L'ennui

Boring. Don't do it.

 

Showtime? Thanks for showing that Britney promo EVERY TIME I watch this show. And no, that's not sarcasm. Seriously. Oh, never mind.

Previously on "The L Word": Smoothie did hair, Tina flipped out, Tim abandoned Jenny, and I already recapped all this shit. Check the archives!

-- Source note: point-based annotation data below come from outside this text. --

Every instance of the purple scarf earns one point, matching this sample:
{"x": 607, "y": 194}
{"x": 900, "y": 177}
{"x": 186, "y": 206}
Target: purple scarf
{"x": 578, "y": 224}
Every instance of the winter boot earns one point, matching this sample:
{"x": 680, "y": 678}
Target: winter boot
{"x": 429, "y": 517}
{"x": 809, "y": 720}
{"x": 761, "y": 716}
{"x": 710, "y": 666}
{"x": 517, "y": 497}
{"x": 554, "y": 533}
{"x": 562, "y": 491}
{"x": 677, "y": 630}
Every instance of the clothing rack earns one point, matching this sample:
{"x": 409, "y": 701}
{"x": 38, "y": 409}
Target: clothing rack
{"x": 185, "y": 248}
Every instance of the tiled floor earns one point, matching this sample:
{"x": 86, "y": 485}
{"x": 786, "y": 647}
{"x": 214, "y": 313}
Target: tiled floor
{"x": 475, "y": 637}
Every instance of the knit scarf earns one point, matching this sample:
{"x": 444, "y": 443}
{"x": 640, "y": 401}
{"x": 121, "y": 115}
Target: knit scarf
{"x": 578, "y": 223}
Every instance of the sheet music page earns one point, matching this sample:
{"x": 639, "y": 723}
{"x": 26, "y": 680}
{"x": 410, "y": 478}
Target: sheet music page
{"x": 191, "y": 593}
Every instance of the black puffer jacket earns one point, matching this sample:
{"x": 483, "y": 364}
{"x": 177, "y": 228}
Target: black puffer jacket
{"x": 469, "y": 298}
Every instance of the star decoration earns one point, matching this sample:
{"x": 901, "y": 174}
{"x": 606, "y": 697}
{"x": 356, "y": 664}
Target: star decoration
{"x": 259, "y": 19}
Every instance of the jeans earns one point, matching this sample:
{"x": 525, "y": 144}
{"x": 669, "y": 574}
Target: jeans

Rome, Italy. Present Day. A hot brunette is having her dress altered by a red headed woman. Someone fucked up the dress, so Red tells her assistant something in Italian and the assistant runs off to do whatever Italian thing she was just told. Red grabs a handful of HotBrunette's ass as she tells her the story of O. Henry's "The Gift of the Magi," the overall message being about the foolish things people do for love. Red wants to "try something" with the dress, but she has to "pin it from underneath." Yeah, like that's not a line. Red continues her story and proceeds to run her hand up HotBrunette's thigh. This is a lot like that time Joey sent Chandler to his tailor who would "cup it and move it over" to measure the inseam. Except, HotBrunette likes it and Chandler didn't.

I'm beginning to doubt Sparkle Motion's commitment to my recaps. They haven't been returning my calls about our dance number.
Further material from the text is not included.